Sérgio Moro quer PEC para “recall” de ministros do STF
O senador Sergio Moro (União-PR) anunciou que pretende apresentar uma proposta de emenda à Constituição (PEC) para implantar um sistema de avaliação popular para ministros do Supremo Tribunal Federal, inspirado no modelo japonês. Ele propõe que, após a indicação do presidente da República e a sabatina do Senado, os ministros sejam submetidos a votos de aprovação ou reprovação popular um ano após a posse e, depois, a cada dez anos. Segundo a PEC, a avaliação seria feita nas eleições gerais para coibir o que ele considera "excessos" e "desrespeito à lei" por parte da Corte.

Transcrição
O senador Sergio Moro, do União Brasil do Paraná, deve apresentar uma proposta de emenda à Constituição para criar uma espécie de “recall” de ministos do Supremo Tribunal Federal.
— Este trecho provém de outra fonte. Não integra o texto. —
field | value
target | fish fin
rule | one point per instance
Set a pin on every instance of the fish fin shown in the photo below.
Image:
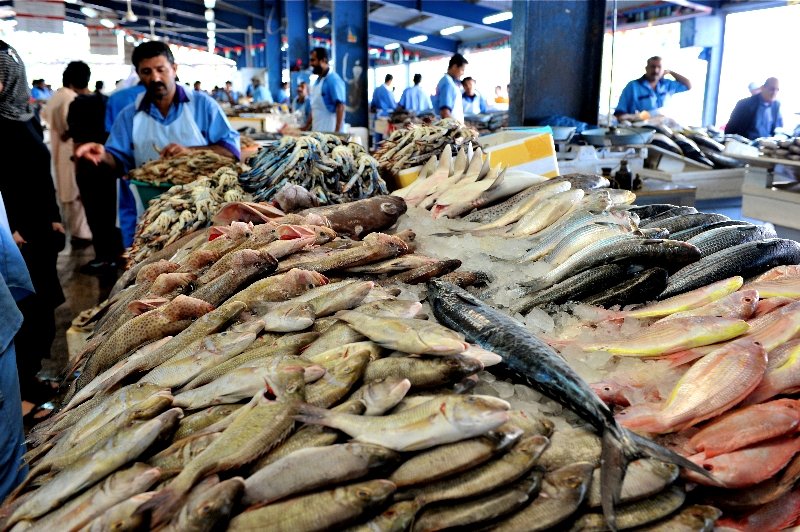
(312, 414)
(162, 506)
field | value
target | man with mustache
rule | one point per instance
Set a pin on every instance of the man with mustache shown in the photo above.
(164, 121)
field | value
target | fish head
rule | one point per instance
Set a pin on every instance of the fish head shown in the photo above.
(366, 494)
(475, 414)
(149, 272)
(215, 502)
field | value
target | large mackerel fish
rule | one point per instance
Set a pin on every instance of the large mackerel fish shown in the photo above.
(547, 372)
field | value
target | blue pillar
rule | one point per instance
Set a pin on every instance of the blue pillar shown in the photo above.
(351, 54)
(297, 35)
(556, 57)
(272, 28)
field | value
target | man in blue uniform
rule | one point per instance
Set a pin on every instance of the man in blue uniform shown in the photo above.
(165, 121)
(414, 98)
(758, 115)
(474, 102)
(448, 91)
(328, 94)
(383, 98)
(650, 92)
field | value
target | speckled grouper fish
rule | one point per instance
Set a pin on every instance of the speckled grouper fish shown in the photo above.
(548, 373)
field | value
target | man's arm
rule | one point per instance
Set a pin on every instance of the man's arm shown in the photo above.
(683, 80)
(339, 116)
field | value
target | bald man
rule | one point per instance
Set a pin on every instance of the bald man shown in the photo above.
(758, 115)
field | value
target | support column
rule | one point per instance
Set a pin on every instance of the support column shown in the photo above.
(297, 34)
(556, 59)
(351, 54)
(273, 48)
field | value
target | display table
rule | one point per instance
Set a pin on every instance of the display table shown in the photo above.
(659, 191)
(769, 196)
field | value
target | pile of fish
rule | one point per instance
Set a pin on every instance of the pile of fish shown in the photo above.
(414, 145)
(183, 209)
(182, 169)
(780, 148)
(450, 186)
(334, 170)
(215, 379)
(697, 144)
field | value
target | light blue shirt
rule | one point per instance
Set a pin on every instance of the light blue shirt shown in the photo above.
(283, 96)
(208, 116)
(415, 99)
(638, 95)
(383, 100)
(261, 94)
(119, 100)
(446, 93)
(333, 90)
Inspirado no modelo adotado pela Suprema Corte japonesa, ele sugere a avaliação popular dos magistrados nas eleições gerais para presidente da República, governadores, senadores, deputados federais, distritais e estaduais.
A proposta não altera a indicação dos ministros, que hoje é uma prerrogativa do presidente da República. Mas exige a confirmação dos eleitores, após um ano de trabalho, e depois a cada dez anos.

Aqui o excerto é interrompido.